The annihilator of an intersection is the sum of annihilators

There is a reason why the first relation $$(M+N)^\circ =M^\circ \cap N^\circ \tag1$$ is easier to prove than $$(M\cap N)^\circ =M^\circ +N^\circ\tag2$$ Indeed, (1) is true for arbitrary vector spaces. (The proof is short: a linear function annihilates $M+N$ if and only if it annihilates both $M$ and $N$.)

But (2) fails for general vector spaces (it holds for finite dimensional ones). More specifically, the inclusion $(M\cap N)^\circ \supseteq M^\circ +N^\circ$ is true in general vector spaces, but not the reverse inclusion.
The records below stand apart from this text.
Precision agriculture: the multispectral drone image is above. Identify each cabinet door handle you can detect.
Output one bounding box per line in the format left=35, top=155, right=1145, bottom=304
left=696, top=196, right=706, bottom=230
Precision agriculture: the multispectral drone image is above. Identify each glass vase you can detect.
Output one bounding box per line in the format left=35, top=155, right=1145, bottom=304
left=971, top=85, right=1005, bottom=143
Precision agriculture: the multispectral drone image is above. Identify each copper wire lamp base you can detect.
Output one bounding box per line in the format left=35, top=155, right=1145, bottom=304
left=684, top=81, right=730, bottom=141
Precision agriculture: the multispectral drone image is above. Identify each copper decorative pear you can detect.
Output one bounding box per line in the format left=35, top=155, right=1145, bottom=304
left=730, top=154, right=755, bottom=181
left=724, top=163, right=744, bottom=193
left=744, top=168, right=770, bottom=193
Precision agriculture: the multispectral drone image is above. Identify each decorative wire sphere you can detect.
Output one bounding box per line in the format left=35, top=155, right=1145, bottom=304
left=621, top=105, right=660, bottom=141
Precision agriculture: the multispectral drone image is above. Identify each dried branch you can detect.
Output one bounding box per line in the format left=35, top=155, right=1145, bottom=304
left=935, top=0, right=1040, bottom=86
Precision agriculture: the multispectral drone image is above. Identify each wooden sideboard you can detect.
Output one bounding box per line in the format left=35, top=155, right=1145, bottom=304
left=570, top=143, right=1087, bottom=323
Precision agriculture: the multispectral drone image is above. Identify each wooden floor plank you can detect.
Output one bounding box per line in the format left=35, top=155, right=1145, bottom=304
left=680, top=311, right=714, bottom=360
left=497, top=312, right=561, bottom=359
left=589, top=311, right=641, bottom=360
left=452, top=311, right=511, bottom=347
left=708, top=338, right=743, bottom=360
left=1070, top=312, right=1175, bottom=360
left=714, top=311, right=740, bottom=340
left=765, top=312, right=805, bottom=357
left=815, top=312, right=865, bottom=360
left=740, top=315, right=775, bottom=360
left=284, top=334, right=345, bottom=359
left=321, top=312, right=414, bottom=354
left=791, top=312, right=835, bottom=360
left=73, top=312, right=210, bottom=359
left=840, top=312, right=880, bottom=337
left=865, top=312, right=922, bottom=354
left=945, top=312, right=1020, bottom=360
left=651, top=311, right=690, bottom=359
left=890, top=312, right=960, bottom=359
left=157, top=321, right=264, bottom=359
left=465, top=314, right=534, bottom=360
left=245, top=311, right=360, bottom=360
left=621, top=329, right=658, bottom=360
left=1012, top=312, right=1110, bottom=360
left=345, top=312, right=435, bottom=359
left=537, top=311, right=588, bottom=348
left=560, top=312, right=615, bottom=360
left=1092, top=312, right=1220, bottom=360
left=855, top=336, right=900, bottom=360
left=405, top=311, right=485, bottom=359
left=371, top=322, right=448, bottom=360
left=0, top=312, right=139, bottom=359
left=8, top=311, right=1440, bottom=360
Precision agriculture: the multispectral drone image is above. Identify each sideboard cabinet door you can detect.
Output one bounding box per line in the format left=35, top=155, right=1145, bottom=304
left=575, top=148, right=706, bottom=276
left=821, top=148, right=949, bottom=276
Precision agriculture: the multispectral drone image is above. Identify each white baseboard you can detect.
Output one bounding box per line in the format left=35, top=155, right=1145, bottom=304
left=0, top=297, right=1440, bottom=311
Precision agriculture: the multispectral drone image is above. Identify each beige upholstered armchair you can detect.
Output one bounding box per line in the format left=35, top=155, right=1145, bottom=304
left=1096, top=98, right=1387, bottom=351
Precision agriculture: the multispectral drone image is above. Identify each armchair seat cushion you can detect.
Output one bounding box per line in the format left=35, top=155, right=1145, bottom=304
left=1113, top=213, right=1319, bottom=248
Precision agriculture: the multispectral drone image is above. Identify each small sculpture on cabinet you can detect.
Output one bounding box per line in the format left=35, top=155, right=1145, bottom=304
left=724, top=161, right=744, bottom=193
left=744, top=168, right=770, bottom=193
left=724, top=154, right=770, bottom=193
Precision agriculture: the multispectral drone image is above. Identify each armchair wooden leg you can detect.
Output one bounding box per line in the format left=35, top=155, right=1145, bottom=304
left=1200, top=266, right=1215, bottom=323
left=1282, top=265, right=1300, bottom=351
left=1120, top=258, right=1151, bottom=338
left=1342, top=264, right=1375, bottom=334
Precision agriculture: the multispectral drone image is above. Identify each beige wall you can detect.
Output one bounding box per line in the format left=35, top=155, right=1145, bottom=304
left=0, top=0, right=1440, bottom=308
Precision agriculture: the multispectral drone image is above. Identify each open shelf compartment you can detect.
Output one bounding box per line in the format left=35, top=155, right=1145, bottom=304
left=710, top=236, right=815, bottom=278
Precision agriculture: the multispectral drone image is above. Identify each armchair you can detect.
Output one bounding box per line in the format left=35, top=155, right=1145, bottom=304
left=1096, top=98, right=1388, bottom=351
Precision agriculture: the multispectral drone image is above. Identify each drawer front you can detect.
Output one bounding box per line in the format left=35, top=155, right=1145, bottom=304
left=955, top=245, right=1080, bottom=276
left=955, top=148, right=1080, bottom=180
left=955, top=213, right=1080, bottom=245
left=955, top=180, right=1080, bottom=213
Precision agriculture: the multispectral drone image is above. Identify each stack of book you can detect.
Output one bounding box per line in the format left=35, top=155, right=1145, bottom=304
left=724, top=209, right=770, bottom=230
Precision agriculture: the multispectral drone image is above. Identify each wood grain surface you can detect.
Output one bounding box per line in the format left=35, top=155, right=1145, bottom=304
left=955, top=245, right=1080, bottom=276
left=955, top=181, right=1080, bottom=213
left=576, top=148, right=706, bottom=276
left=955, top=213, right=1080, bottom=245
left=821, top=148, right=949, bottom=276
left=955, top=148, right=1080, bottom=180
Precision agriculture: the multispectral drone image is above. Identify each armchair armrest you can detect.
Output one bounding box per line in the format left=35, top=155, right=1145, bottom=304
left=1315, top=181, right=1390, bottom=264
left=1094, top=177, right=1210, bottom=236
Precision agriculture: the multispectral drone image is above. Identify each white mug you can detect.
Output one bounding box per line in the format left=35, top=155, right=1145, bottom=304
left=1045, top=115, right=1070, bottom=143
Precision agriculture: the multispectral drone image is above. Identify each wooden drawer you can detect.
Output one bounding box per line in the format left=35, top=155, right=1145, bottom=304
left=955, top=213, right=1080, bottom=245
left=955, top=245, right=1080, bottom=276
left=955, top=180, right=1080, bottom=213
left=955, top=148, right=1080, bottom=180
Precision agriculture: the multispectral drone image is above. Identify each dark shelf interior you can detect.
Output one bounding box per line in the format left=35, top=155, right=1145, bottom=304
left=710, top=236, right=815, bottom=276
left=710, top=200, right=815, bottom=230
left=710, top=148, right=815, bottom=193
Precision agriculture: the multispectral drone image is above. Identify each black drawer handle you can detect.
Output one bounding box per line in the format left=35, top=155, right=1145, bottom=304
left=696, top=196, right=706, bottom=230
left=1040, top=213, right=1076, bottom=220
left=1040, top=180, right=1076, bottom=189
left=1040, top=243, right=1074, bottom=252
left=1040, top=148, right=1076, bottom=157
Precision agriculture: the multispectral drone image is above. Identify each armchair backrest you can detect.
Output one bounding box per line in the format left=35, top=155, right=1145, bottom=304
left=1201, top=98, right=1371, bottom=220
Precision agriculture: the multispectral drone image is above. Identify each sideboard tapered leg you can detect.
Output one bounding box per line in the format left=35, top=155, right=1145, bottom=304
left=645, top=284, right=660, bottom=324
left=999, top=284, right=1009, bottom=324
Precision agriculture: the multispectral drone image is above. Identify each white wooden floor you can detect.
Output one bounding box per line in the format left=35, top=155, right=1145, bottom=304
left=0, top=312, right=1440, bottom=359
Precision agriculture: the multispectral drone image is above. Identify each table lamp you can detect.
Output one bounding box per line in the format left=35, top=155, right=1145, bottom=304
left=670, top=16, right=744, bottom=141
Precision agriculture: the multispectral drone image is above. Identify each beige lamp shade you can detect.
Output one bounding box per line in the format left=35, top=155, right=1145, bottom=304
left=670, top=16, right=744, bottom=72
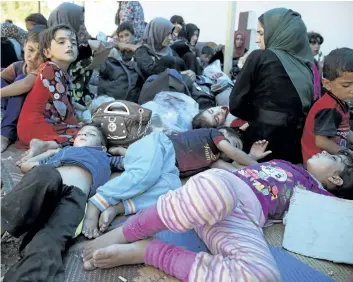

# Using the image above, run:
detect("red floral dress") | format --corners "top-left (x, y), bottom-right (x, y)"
top-left (17, 62), bottom-right (79, 148)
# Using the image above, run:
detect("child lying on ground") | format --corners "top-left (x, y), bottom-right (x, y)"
top-left (17, 25), bottom-right (80, 160)
top-left (82, 127), bottom-right (271, 238)
top-left (83, 150), bottom-right (353, 282)
top-left (1, 124), bottom-right (117, 282)
top-left (301, 48), bottom-right (353, 165)
top-left (0, 27), bottom-right (43, 152)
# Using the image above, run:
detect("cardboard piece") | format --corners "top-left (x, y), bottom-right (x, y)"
top-left (282, 189), bottom-right (353, 264)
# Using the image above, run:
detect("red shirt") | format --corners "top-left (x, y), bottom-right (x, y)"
top-left (301, 92), bottom-right (350, 166)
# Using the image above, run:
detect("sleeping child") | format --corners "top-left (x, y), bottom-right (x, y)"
top-left (17, 25), bottom-right (80, 160)
top-left (82, 127), bottom-right (271, 238)
top-left (83, 150), bottom-right (353, 282)
top-left (1, 124), bottom-right (119, 281)
top-left (0, 27), bottom-right (43, 152)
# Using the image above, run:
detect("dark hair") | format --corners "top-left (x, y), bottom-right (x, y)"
top-left (116, 22), bottom-right (135, 36)
top-left (217, 126), bottom-right (244, 140)
top-left (39, 24), bottom-right (78, 58)
top-left (25, 26), bottom-right (45, 44)
top-left (323, 48), bottom-right (353, 81)
top-left (201, 45), bottom-right (216, 55)
top-left (81, 122), bottom-right (107, 147)
top-left (308, 31), bottom-right (324, 45)
top-left (25, 13), bottom-right (48, 27)
top-left (170, 15), bottom-right (184, 25)
top-left (192, 110), bottom-right (214, 129)
top-left (332, 149), bottom-right (353, 200)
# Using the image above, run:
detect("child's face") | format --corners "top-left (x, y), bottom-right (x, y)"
top-left (202, 106), bottom-right (229, 127)
top-left (24, 41), bottom-right (44, 70)
top-left (44, 29), bottom-right (78, 64)
top-left (74, 125), bottom-right (102, 147)
top-left (322, 72), bottom-right (353, 102)
top-left (200, 54), bottom-right (212, 65)
top-left (118, 30), bottom-right (134, 43)
top-left (235, 34), bottom-right (244, 48)
top-left (307, 151), bottom-right (346, 190)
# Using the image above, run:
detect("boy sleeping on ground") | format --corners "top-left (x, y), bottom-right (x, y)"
top-left (82, 127), bottom-right (271, 238)
top-left (1, 124), bottom-right (119, 281)
top-left (83, 150), bottom-right (353, 282)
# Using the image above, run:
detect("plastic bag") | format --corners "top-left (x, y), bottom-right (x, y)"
top-left (142, 91), bottom-right (199, 134)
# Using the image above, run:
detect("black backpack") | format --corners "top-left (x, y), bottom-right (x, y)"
top-left (98, 57), bottom-right (144, 103)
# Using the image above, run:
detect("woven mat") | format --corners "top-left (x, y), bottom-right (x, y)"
top-left (1, 145), bottom-right (353, 282)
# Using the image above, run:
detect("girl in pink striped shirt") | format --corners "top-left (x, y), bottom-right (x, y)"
top-left (83, 150), bottom-right (353, 282)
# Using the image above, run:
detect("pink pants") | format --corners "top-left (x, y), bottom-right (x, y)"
top-left (123, 169), bottom-right (280, 282)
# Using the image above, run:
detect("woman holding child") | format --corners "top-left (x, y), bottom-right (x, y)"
top-left (230, 8), bottom-right (314, 163)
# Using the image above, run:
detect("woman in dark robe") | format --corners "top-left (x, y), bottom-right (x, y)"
top-left (229, 8), bottom-right (314, 163)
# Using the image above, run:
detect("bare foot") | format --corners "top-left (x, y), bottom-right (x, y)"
top-left (1, 135), bottom-right (12, 153)
top-left (20, 139), bottom-right (60, 163)
top-left (82, 201), bottom-right (100, 239)
top-left (82, 226), bottom-right (129, 262)
top-left (83, 240), bottom-right (151, 270)
top-left (109, 147), bottom-right (127, 156)
top-left (99, 202), bottom-right (125, 232)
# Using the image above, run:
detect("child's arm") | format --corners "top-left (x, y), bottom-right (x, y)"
top-left (217, 140), bottom-right (257, 166)
top-left (20, 149), bottom-right (60, 173)
top-left (315, 135), bottom-right (342, 154)
top-left (0, 73), bottom-right (36, 98)
top-left (211, 160), bottom-right (237, 171)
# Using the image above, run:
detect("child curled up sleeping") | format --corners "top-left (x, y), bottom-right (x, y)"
top-left (82, 127), bottom-right (271, 238)
top-left (82, 150), bottom-right (353, 282)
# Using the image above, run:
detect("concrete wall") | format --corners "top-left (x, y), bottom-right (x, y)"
top-left (85, 0), bottom-right (353, 54)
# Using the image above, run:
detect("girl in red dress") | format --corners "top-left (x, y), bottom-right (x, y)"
top-left (17, 25), bottom-right (79, 161)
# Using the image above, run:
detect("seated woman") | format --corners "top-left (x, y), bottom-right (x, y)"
top-left (48, 2), bottom-right (94, 111)
top-left (135, 18), bottom-right (186, 78)
top-left (229, 8), bottom-right (314, 163)
top-left (83, 150), bottom-right (353, 282)
top-left (171, 23), bottom-right (202, 75)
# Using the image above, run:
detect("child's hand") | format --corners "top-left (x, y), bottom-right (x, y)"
top-left (249, 140), bottom-right (272, 161)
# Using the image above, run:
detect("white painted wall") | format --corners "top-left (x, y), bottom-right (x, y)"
top-left (59, 0), bottom-right (353, 54)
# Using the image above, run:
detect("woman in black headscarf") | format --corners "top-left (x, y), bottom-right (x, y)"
top-left (171, 23), bottom-right (202, 75)
top-left (229, 8), bottom-right (314, 163)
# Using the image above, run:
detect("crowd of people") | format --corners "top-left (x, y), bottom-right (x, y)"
top-left (1, 1), bottom-right (353, 281)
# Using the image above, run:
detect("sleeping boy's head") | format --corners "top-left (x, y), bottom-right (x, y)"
top-left (307, 149), bottom-right (353, 200)
top-left (74, 123), bottom-right (107, 147)
top-left (116, 22), bottom-right (135, 43)
top-left (322, 48), bottom-right (353, 102)
top-left (24, 27), bottom-right (44, 70)
top-left (40, 24), bottom-right (78, 68)
top-left (192, 106), bottom-right (229, 129)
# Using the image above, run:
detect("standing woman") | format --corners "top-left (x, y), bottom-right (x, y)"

So, any proof of (2) must use the finiteness of dimension somewhere. It cannot be a twin of the proof of (1).

(A gerw said, (2) can be made true in full generality by replacing $M^\circ +N^\circ$ with $\overline{M^\circ +N^\circ}$.)


The equality $(M\cap N)^o=M^o+N^o$ does hold in the general infinite-dimensional case. Here is an elegant proof:

first, recall that if $T:X\to Y$ is a linear operator, then $(\mathrm{Ker}(T))^o=\mathrm{Im}(T^*)$. To prove the nontrivial inclusion, pick $\alpha$ in $(\mathrm{Ker}(T))^o$ and define a linear functional $\beta:\mathrm{Im}(T)\to K$ by passing $\alpha$ to the quotient through $T$, i.e., set $\beta(y)=\alpha(x)$, with $x\in X$ chosen with $T(x)=y$. Now check that $\beta$ is well-defined and linear. Pick a linear extension $\bar\beta$ of $\beta$ to the whole space $Y$ and note that $T^*(\bar\beta)=\alpha$.

Now, to prove the equality $(M\cap N)^o=M^o+N^o$ for subspaces $M$ and $N$ of $X$, consider the linear map $T:X\to X/M\times X/N$ given by $T(x)=(x+M,x+N)$ and use the equality $(\mathrm{Ker}(T))^o=\mathrm{Im}(T^*)$. The kernel of $T$ is obviously equal to $M\cap N$ and the map $T^*$ is identified with the sum map $S:M^o\times N^o\to X^*$, $S(\alpha,\beta)=\alpha+\beta$, with the dual space of a product identified with the product of the dual spaces and the dual of a quotient $X/M$ identified with the annihilator $M^o$ in the canonical way.

Now, if $X$ is a Banach space and $M$, $N$ are closed subspaces of $X$, the equality $(M\cap N)^o=M^o+N^o$ does not hold in general if the dual spaces are understood in the topological sense (i.e., just continuous linear functionals). What holds in general is that $(M\cap N)^o$ is the closure of $M^o+N^o$ in the weak*-topology. This follows with the same proof as above, noting that for a bounded operator $T:X\to Y$ between Banach spaces, we have that $(\mathrm{Ker}(T))^o$ is equal to the weak*-closure of $\mathrm{Im}(T^*)$. Moreover, it holds that:

$(\mathrm{Ker}(T))^o=\mathrm{Im}(T^*)\Longleftrightarrow\mathrm{Im}(T)\ \text{is norm-closed}\Longleftrightarrow\mathrm{Im}(T^*)\ \text{is norm-closed}.$

Thus $(M\cap N)^o=M^o+N^o$ if and only if the sum $M^o+N^o$ is norm-closed. However, it is not true in general that $(M\cap N)^o$ equals the norm-closure of $M^o+N^o$ (as it is not true in general that $(\mathrm{Ker}(T))^o$ equals the norm-closure of $\mathrm{Im}(T^*)$). Here is a simple counterexample: set $X=\ell_1\times\ell_2$, $M=\ell_1\times\{0\}$ and $N=\big\{(x,x):x\in\ell_1\big\}$. We have $M\cap N=\{0\}$, so that $(M\cap N)^o=X^*$. However, identifying $X^*$ with $\ell_\infty\times\ell_2$ in the natural way, we have $M^o+N^o=\ell_2\times\ell_2$ and the norm closure of $M^o+N^o$ is $c_0\times\ell_2$.